Dame Virginia Anne McKenna (born 7 June 1931) is a British stage and screen actress, author, animal rights activist, and wildlife campaigner. She is best known for the films The Cruel Sea (1953), A Town Like Alice (1956), Carve Her Name with Pride (1958), Born Free (1966), and Ring of Bright Water (1969), as well as her work with the Born Free Foundation.

McKenna won the BAFTA Television Award for Best Actress in 1956. For A Town Like Alice, she won the BAFTA Award for Best British Actress in 1957, and in 1979 won the Laurence Olivier Award for Best Actress in a Musical for The King and I, making her one of the few to have completed the British Triple Crown.

McKenna was born in Marylebone to a theatrical family and was educated at Heron's Ghyll School, a former independent boarding school near the market town of Horsham in Sussex. She spent six years in South Africa before returning to the school at the age of fourteen, after which she attended the Central School of Speech and Drama, at that time based at the Royal Albert Hall, London.

Aged 19, McKenna spent six months at Dundee Repertory Theatre. She worked on stage in London's West End theatre, making her debut in Penny for a Song. She attracted attention on TV appearing in Winter's Tale with John Gielgud and Shout Aloud Salvation.
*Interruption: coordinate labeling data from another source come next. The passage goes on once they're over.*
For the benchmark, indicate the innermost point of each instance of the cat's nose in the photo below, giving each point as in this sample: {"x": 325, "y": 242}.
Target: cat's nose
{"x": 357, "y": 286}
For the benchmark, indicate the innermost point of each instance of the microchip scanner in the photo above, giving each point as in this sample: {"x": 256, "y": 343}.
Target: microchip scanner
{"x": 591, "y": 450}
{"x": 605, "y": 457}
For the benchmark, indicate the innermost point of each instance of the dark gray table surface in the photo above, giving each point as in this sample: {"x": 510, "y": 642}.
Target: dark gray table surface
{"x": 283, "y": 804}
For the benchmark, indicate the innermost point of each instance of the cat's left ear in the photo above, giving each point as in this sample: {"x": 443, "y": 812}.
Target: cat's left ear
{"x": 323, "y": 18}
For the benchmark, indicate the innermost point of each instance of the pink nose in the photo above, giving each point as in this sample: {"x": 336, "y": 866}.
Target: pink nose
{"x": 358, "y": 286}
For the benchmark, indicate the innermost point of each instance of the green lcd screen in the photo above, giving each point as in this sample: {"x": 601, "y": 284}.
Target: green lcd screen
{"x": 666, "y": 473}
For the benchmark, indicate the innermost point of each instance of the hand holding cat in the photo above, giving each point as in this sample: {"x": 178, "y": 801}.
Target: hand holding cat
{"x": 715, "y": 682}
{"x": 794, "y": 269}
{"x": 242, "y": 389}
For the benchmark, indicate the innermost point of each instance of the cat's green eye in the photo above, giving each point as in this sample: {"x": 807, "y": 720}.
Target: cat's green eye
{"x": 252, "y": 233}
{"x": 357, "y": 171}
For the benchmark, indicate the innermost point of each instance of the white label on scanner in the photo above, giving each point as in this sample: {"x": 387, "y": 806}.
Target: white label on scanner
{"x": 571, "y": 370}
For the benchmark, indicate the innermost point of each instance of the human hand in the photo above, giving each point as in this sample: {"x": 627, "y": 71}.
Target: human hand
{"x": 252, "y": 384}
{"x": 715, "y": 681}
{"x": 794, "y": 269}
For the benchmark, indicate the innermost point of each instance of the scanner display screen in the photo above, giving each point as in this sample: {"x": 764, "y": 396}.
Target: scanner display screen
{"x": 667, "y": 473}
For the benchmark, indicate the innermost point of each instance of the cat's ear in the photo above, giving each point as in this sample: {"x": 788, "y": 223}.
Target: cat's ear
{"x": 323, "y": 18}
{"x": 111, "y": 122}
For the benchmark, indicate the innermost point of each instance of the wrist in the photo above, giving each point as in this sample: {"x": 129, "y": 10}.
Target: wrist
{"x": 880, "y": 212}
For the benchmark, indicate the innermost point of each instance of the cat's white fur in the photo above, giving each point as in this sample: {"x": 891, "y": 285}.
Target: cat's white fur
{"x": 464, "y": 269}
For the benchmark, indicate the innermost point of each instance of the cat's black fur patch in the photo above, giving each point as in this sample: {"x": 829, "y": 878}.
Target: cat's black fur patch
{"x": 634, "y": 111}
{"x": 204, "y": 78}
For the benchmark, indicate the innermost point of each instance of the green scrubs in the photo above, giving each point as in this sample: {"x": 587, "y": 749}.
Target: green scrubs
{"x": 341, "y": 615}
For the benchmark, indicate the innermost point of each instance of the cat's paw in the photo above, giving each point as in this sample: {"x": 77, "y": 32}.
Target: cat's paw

McKenna's first film was The Second Mrs Tanqueray (1952), followed by a comedy, Father's Doing Fine (1952). She had a small role in the popular war film The Cruel Sea (1953) and a better part in the low budget comedy The Oracle (1953). She received excellent reviews for her stage performance in The River Line. By June 1953, she was appearing in the West End production of William Douglas Home's The Bad Samaritan. From 1954 to 1955, she was a member of the Old Vic theatre company, appearing in Henry IV and Richard II.

McKenna returned to films with Simba (1955), a drama about the Mau Mau, playing Dirk Bogarde's love interest. Rank signed her to a long-term contract and director Brian Desmond Hurst said, "She has a terrific future, properly handled. She has all the qualities of a young Bergman and a young Katharine Hepburn. McKenna was also in The Ship That Died of Shame (1955).

McKenna was given the lead role in the war time drama A Town Like Alice (1956), opposite Peter Finch. The movie was a big hit at the box office and McKenna won the BAFTA Award for Best Actress for her performance. Exhibitors voted her the fourth most popular British star. In October 1956, John Davis, managing director of Rank, announced her as one of the actors under contract that Davis thought would become an international star.

Travers and McKenna received an offer to go to Hollywood to appear in The Barretts of Wimpole Street (1957). Travers played Robert Browning and McKenna had the support part of Elizabeth Barrett Browning's sister. The movie flopped at the box office. The same year, Travers and McKenna, along with Margaret Rutherford and Peter Sellers, co-starred in the comedy The Smallest Show on Earth, made back in Britain.